После водворения в Ноане наставника ничто уже не удерживало там Аврору. Один только Ипполит пытался помешать ей уехать. Остроумный пьяница, выпив, становился необычайно чувствительным; ночью он, рыдая, явился в спальню сестры: «Ты думаешь, что сможешь прожить в Париже с ребенком на двести пятьдесят франков в месяц? — сказал он ей. — Довольно забавно! Ты же не имеешь представления, сколько стоит цыпленок! Ты приедешь назад через две недели с пустыми руками». — «Ну и что ж, — ответила она, — я попробую». Действительно, у этой богатой наследницы, законно ограбленной мужем, не было ни гроша в кармане. Но она надеялась, что отвоюет еще и своих детей, и свое состояние, и свой дом. Она не для того шла на богемную жизнь, чтобы избавиться от хозяйственных забот. «Я не принадлежу к тем великим умам, которые никогда не спускаются с облаков». Она любила варить варенье и сажать капусту. Романтичная в своем стремлении разбить привычные устои, она была буржуазкой по своей любви к Ноану и к домашнему уюту. Она с удовольствием присвоила бы себе это изречение: «Действительно, необыкновенный человек — это самый обыкновенный человек». Шить, готовить, стирать — ничто не пугало ее, но она хотела это делать для любимого человека.

Узнав о предстоящем отъезде жены, Казимир рыдал. «Теперь он плачет обо мне, — сказала она, — тем хуже для него! Я доказала ему, что не хочу быть бременем для кого-либо, а хочу быть подругой — желанной, любимой…» Она надеялась, встретясь в Париже с милым и веселым Сандо, стать для него и любовницей, и хозяйкой, и матерью. После замужества она впала в летаргический сон. Теперь она начнет жить: «Жить! Как это чудесно, как хорошо! Несмотря на все горести, на мужей, заботы, долги, родных, пересуды, несмотря на пронзительную грусть и скучные сплетни! Жить — это опьяняет! Это счастье! Это небеса!»

4 января 1831 года госпожа Дюдеван покинула Ноан. Она испытывала радость оттого, что завоевала свободу, и печаль оттого, что оставляет своих детей. Морис плакал, но его утешило обещание прислать ему костюм солдата национальной гвардии с ярко-красным кепи.

Часть третья

Жорж Санд

Разве нас увлекает чувственность? Нет, это жажда чего-то совсем иного. Это мучительное желание найти истинную любовь, которая всегда манит и исчезает.

Мари Дорваль
Жорж Санд i_004.png

Глава первая

Два великих провинциала в париже

Она приехала измученная и замерзшая: дверца дилижанса плохо закрывалась.
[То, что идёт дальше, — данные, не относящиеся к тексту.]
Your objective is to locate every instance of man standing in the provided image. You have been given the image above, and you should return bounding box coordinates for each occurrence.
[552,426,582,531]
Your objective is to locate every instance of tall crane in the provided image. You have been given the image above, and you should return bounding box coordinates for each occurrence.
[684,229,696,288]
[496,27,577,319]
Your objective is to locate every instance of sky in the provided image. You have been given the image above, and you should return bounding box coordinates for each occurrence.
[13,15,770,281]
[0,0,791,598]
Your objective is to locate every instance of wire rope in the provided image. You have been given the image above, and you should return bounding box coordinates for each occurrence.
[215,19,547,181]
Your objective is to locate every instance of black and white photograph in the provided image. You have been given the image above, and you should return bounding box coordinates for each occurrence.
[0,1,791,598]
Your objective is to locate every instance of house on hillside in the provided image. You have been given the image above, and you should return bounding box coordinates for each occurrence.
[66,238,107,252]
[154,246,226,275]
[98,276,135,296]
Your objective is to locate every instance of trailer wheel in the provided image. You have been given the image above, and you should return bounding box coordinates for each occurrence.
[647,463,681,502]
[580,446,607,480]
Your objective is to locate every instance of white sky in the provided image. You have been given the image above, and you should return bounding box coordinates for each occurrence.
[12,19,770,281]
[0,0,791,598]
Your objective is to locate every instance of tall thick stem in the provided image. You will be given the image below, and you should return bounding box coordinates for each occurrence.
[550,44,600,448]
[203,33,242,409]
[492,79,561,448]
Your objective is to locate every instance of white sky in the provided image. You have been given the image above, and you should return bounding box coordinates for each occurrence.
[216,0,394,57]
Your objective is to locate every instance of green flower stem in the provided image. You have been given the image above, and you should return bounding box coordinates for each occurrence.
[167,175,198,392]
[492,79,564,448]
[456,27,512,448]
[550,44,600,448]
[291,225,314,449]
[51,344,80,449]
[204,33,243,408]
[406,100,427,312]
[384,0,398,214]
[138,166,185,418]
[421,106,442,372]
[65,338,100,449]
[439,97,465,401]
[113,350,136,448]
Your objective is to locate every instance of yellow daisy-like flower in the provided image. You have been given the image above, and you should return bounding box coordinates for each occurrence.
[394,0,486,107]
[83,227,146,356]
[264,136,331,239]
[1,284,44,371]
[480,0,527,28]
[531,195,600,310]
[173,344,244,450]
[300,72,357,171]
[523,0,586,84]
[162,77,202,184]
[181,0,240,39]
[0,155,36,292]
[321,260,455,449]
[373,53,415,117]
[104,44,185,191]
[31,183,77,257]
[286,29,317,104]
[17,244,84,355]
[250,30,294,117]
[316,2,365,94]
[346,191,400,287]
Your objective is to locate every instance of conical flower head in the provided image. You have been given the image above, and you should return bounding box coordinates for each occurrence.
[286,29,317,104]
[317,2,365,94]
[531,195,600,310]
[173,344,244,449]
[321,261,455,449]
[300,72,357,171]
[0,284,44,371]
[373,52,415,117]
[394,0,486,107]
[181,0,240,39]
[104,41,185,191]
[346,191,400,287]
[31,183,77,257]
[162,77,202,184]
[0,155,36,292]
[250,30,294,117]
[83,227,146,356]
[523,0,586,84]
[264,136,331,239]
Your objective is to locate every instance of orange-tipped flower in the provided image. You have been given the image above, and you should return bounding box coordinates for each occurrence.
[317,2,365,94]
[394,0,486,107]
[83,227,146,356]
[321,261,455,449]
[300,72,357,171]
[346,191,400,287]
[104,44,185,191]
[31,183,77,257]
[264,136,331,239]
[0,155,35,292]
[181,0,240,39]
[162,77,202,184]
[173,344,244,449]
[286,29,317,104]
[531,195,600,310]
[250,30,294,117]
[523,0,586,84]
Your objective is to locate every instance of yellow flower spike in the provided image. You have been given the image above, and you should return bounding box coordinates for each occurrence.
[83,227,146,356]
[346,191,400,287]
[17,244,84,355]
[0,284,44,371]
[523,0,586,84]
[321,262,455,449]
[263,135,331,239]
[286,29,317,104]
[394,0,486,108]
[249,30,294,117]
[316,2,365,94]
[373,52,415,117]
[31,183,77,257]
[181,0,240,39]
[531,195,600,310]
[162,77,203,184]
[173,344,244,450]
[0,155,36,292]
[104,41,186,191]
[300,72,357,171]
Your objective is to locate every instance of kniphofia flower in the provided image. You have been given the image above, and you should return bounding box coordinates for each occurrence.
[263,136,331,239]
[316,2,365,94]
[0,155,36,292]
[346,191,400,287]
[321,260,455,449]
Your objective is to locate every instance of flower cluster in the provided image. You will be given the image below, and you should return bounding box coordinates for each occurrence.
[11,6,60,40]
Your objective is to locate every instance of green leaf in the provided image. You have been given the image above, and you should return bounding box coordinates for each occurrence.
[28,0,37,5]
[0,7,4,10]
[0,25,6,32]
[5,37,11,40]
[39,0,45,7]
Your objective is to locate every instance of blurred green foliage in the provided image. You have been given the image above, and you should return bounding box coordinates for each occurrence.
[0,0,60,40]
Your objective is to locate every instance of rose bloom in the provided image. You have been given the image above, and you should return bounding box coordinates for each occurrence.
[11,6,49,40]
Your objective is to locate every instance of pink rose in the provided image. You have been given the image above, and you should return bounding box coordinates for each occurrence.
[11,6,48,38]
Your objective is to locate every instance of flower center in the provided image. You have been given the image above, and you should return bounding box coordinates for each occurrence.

Взволнованный Жюль Сандо в Париже предупредительно встретил ее и отвез в квартиру Ипполита Шатирона на улице Сены в доме № 31. Около них сразу же собралась небольшая группа беррийцев: студент юридического факультета, журналист и пылкий республиканец Феликс Пиа, известный тем, что еще до «трех славных дней» заменил в одном зале для банкетов бюст Карла Десятого бюстом Лафайета, — подвиг, доставивший ему мимолетную славу; студент-медик Эмиль Реньо — наперсник и друг Жюля Сандо; гигант Флёри с пышными усами; основатель беррийского клуба в Париже Габриэль де Плане и самый богатый человек всей ватаги — Гюстав Папе по прозвищу Милорд, плативший всегда в театре за леденцы.